5. Plaintiffs Should Have Been Given An Opportunity To Amend

 Like the Lingsch court, we find that when we examine plaintiffs' second amended complaint, in light of the required elements of a cause of action for deceit based on nondisclosure of facts, the pleading falls far short.7  However, as the required elements have not heretofore been specifically articulated and plaintiffs were clearly attempting to assert the claim which we here recognize, they should be given an opportunity to plead the necessary allegations if they can truthfully do so.   We therefore conclude, in light of all of the circumstances, that there is a “reasonable possibility that [the] ․ defects [of the second amended complaint] can be cured by amendment.”  (Lingsch v. Savage, supra, 213 Cal.App.2d at 739–740, 29 Cal.Rptr. 201;  see also Okun v. Superior Court (1981) 29 Cal.3d 442, 460, 175 Cal.Rptr. 157, 629 P.2d 1369.)

CONCLUSION

We conclude that, in California, lessors of commercial real property have a duty to prospective tenants to disclose material facts affecting the value or desirability of the leased premises.   While we find that plaintiffs have failed to allege all the elements of a cause of action based on that duty, nothing in the record or the briefs indicates that plaintiffs cannot cure the defects in their amended complaint.   Therefore, the trial court should vacate its order sustaining Antonio's demurrer without leave to amend and enter an order sustaining the demurrer, but with leave to amend.

DISPOSITION

The order of dismissal is reversed and the cause is remanded to the trial court for further proceedings consistent with the views expressed herein.   Costs on appeal to the plaintiffs.

FOOTNOTES

1.   By this argument, Antonio underscored his misapprehension of the thrust of plaintiffs' claim.   Plaintiffs complain that Antonio failed to disclose relevant facts to them at the time the lease was negotiated and entered into;  this claim rests in deceit (non-disclosure), not negligence.   There is no claim asserted here by plaintiffs that Antonio negligently failed to protect their property.   Antonio's demurrer only succeeded in knocking over a straw man.

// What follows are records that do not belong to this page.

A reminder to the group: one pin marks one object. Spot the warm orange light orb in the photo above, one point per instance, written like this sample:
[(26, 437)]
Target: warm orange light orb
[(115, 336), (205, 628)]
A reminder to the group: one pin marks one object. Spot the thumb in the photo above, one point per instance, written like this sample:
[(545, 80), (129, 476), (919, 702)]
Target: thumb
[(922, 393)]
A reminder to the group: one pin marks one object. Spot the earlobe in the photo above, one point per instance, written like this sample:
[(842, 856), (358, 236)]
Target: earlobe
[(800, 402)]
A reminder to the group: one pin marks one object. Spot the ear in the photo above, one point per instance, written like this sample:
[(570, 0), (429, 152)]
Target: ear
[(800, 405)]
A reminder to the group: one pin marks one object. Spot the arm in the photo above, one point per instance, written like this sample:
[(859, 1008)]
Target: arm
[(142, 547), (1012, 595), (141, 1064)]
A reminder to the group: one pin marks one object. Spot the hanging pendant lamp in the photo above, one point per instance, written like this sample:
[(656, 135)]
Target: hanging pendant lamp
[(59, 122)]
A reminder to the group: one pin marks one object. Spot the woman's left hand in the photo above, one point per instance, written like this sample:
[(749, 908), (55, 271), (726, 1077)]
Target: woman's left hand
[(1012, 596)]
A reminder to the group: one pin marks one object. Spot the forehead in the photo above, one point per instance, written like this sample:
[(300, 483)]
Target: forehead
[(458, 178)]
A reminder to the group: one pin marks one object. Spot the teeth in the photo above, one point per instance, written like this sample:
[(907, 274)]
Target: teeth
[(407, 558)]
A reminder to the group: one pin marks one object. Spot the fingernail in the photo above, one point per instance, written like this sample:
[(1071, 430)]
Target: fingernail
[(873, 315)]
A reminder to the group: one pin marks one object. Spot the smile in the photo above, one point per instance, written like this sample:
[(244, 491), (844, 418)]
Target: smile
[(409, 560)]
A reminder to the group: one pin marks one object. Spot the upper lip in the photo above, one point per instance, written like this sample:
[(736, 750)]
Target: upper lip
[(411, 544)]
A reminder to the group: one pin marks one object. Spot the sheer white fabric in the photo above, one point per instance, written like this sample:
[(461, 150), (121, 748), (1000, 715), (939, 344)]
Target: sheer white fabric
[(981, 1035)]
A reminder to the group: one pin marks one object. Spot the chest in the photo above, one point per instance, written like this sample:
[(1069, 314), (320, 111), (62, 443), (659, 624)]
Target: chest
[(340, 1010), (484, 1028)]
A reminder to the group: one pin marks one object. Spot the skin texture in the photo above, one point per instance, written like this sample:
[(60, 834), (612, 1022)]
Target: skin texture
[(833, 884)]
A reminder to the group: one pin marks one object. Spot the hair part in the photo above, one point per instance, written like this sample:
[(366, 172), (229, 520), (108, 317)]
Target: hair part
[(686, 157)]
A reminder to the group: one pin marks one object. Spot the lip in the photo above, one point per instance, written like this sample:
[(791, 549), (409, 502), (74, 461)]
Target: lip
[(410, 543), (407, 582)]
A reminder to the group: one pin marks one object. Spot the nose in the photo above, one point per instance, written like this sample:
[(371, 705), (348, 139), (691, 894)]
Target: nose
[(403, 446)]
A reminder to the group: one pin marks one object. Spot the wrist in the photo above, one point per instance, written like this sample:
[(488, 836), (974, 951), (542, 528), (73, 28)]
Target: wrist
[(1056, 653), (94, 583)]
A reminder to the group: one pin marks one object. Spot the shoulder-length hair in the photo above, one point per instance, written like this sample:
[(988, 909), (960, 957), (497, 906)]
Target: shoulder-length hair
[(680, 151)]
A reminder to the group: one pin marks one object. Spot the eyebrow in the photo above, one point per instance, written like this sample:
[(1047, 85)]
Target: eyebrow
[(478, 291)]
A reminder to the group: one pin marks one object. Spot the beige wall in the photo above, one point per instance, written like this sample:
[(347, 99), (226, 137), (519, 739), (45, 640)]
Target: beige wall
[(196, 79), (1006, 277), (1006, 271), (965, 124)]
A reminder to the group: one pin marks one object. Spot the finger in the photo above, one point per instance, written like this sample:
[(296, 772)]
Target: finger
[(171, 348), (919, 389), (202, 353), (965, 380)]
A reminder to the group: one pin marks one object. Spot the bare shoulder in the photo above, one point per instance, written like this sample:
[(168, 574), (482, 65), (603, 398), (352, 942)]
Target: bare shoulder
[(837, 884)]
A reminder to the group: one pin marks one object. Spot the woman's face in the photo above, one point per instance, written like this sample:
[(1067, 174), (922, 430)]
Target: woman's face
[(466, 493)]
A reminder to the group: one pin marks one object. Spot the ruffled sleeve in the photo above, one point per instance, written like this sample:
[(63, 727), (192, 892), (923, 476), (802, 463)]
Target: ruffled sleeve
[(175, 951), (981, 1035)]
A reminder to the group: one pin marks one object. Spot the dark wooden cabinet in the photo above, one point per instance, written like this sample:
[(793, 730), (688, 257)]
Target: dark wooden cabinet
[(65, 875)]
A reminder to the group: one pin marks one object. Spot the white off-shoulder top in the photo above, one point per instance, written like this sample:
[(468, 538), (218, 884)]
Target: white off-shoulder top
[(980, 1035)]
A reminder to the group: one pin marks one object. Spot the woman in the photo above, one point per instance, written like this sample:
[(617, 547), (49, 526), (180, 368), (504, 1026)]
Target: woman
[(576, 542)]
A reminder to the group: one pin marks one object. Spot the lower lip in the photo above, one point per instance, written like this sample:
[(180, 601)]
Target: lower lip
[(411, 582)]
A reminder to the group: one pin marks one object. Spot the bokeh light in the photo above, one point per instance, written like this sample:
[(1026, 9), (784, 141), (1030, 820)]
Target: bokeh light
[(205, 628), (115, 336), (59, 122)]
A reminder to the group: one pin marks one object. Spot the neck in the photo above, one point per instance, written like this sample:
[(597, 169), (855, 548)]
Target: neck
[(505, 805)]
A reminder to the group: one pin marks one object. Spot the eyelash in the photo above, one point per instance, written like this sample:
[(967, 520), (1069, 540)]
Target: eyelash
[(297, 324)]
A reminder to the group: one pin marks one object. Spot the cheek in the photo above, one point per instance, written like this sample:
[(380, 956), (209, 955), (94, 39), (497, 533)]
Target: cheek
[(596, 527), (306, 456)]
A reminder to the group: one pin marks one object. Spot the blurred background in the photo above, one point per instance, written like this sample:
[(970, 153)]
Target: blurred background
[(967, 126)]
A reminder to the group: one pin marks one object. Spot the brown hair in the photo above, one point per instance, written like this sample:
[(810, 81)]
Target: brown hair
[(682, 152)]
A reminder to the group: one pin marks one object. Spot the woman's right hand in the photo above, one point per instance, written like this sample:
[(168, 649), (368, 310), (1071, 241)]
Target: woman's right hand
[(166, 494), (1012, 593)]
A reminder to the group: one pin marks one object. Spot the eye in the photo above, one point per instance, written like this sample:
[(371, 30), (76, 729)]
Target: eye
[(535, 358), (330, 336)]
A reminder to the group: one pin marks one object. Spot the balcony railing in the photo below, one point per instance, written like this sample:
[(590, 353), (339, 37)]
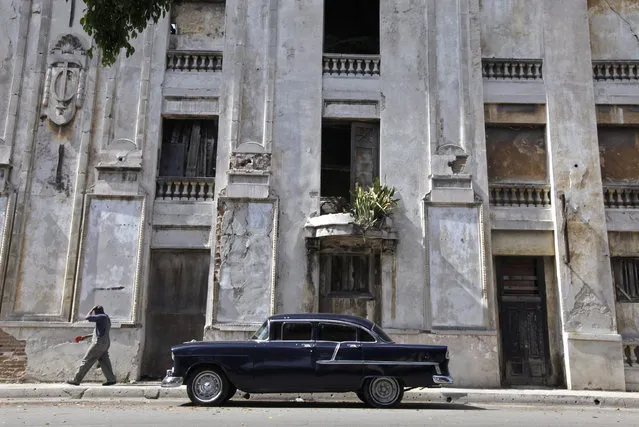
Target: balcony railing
[(620, 197), (184, 189), (512, 69), (343, 65), (188, 60), (615, 70), (536, 195)]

2.   As the fifth cause of action was the only one in which Antonio was named as a defendant, the trial court's ruling resulted in an appealable order dismissing him as a defendant.

3.   The plaintiff in Royal Neckwear also sued the defendant for breach of contract.   However, that claim was based on water damage to plaintiff's store caused by a leak in the mall roof and a drainage problem in the common area near plaintiff's store.   Those claims were unrelated to the plaintiff's negligence cause of action and are not relevant to the issue before this court.

4.   Unless otherwise indicated, all statutory references herein are to the Civil Code.

5.   In discussing the factor of “materiality,” the Lingsch court observed that, “whether the matter not disclosed by the seller or his agent is of sufficient materiality to affect the value or desirability of the property ․ depends on the facts of the particular case.”  (Lingsch v. Savage, supra, 213 Cal.App.2d at p. 737, 29 Cal.Rptr. 201.)

6.   At common law, the real estate lease was considered as a conveyance or sale of the premises for a term of years.  (Green v. Superior Court (1974) 10 Cal.3d 616, 622, 111 Cal.Rptr. 704, 517 P.2d 1168.)

7.   This is particularly true with respect to plaintiffs' allegations that they (1) did not know of the negative facts regarding the property and (2) could not have discerned them through “routine inspection.”   This allegation does not satisfy plaintiffs' burden.   It is not enough for the latent defects to be beyond a prospective tenant's “observation” or “routine inspection.”   They must be beyond discovery by a reasonable and diligent inspection or investigation.

CROSKEY, Associate Justice.

KLEIN, P.J., and DANIELSON, J., concur.